Shawn Wagner: 7 (finish 12-4)

The matchups against San Francisco and Tennessee are the two losses I count in my total right now, but I predict one additional slip-up along the way (my guess would be Indianapolis). However, I think the Packers are poised for a six-game winning streak if they can get past the Colts. I am optimistic about Green Bay taking the divisional games remaining on the schedule, even on the road in Detroit.

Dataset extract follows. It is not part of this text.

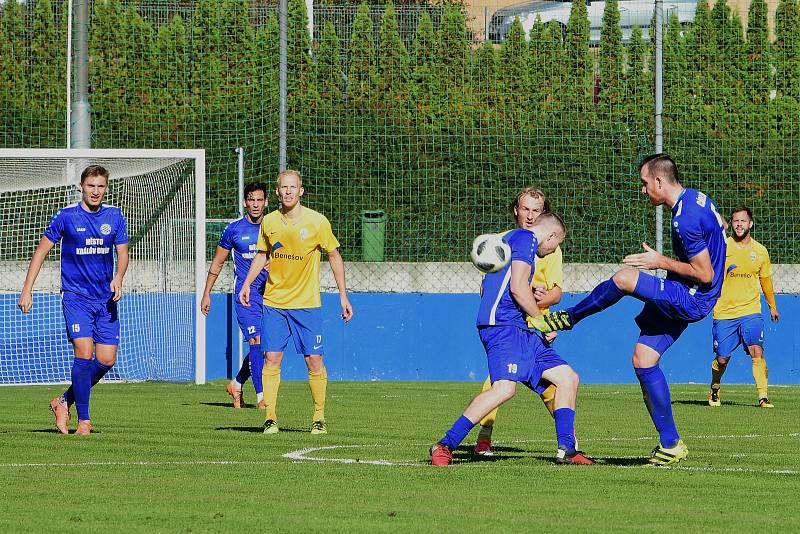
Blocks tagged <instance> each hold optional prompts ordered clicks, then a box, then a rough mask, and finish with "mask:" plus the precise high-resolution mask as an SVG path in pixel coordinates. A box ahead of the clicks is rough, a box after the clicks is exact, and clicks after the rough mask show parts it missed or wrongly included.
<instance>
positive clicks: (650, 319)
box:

Jon Meerdink: 9 (Finish 14-2)

I’ve never been a contrarian, and nobody will ever describe me as an overly optimistic person (a coworker once said that I was an “Eeyore-type person”). But I do like to cut against the grain on occasion, and I figure why not turn over a new leaf of positive thinking in a year featuring wildfires, insane hurricanes, wildfire hurricanes, and a pandemic?

So I’m laying down my marker here: the Packers will win nine of their final ten games. Why do I think that? The rational part of my brain defends it thus: there’s a good chance the Packers will be favored in every one of their games down the stretch, even against tough opponents like the 49ers and Colts. With the 49ers banged up and the Colts somewhat inconsistent (though very good!) the Packers might be road favorites, and LaFleur’s crew has done a good job of taking care of business in those situations.

The less rational part of me says … well, why not? Surely the can’t be perfect; winning 10 games in a row in the NFL is a rare feat. But the Packers have executed at a high level this year save for their stinker against the Buccaneers. I think their defense can improve, their offense is only going to get better as their playmakers return from injury, and Aaron Rodgers can continue to do his thing. Barring injury or just bad performance, why can’t the Packers win nine more games?